5) Одному своему пациенту я запретил звонить по телефону возлюбленной, с которой он и сам собирался порвать: дело в том, что любой разговор требовал все новых усилий по отвыканию от нее. Ему следовало сообщить прощальные слова по поводу их отношений в письменном виде, невзирая на трудности с доставкой письма. При таких обстоятельствах он посетил меня около часа дня, чтобы сказать, что нашел способ обойти эти трудности и, кроме всего прочего, спросил, может ли он сослаться на мой авторитет в качестве врача. Около двух часов он занимался редактированием письма с сообщением о разрыве, но затем прервался и сказал присутствующей при этом матери: «Я совсем забыл спросить профессора, могу ли я в письме упомянуть его фамилию». Потом он спешит к телефону, просит соединить его и говорит в трубку: «Может ли господин профессор после обеда говорить по телефону?» В ответ прозвучал удивленный голос: «Адольф, ты что, с ума сошел?» – и как раз тот самый голос, который, если следовать моему запрету, он не должен был слышать! Он всего лишь «ошибся» и вместо номера врача назвал номер возлюбленной.

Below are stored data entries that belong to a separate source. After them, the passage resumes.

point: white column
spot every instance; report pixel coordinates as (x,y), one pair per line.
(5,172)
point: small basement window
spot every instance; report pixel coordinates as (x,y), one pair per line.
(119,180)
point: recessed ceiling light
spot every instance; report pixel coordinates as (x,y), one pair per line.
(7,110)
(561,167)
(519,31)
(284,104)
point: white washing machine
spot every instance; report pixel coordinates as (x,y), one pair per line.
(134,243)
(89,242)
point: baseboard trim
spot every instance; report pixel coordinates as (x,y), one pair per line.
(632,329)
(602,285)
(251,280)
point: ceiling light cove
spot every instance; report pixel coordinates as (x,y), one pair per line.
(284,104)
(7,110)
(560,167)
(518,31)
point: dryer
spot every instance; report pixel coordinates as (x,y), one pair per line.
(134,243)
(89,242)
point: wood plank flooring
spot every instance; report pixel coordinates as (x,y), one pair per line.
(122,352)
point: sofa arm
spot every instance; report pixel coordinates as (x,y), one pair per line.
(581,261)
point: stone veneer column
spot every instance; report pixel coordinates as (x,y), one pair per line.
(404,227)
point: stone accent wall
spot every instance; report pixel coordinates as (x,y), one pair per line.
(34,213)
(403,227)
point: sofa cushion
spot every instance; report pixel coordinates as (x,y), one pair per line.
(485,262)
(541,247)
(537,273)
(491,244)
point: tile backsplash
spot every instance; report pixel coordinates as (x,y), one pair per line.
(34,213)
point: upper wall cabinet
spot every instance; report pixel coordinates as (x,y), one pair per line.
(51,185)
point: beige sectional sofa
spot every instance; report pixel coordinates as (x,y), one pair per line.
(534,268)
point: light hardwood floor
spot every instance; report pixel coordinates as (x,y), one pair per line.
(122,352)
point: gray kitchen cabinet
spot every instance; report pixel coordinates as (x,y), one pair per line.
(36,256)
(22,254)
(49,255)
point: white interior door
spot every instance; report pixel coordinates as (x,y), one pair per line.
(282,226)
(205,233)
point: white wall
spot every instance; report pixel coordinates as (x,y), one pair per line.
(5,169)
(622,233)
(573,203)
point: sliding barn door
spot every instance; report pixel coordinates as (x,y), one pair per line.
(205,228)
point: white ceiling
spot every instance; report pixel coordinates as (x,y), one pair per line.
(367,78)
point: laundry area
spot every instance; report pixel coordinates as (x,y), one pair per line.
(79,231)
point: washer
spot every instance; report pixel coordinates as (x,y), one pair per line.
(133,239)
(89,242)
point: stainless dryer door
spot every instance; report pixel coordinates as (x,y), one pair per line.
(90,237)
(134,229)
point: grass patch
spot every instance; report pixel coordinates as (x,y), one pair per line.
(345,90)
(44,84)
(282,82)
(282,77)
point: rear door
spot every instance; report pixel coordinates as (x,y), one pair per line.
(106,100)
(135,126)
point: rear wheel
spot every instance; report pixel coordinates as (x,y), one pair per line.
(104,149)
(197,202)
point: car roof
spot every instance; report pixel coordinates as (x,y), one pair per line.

6) Одной молодой даме[190] нужно было нанести визит вышедшей недавно замуж подруге, живущей на улице
7) В одном дачном местечке школьный учитель, очень бедный, но весьма импозантный молодой мужчина, ухаживал за дочерью владельца загородного дома из большого города до тех пор, пока девушка страстно в него не влюбилась, а еще и подвигла свое семейство одобрить их брак, невзирая на имущественные и национальные различия. В один прекрасный день учитель пишет своему брату письмо, в котором сообщает: «Девчушка совсем не красавица, но довольно мила, и этого вполне достаточно. Однако решусь ли я жениться на еврейке, этого я тебе еще не могу сказать». Письмо попало в руки невесты и положило конец помолвке, тогда как в то же самое время брату приходилось удивляться адресованным ему излияниям любви. Мой информатор заверял меня, что в данном случае имела место ошибка, а не хитроумная уловка. Известен мне и еще один случай, когда дама, недовольная своим прежним врачом, но не желавшая отказывать ему напрямую, добилась этого, перепутав письма. По крайней мере, тут я могу ручаться, что это случилось в результате ошибки, а не благодаря осознанному использованию широко известного комедийного приема.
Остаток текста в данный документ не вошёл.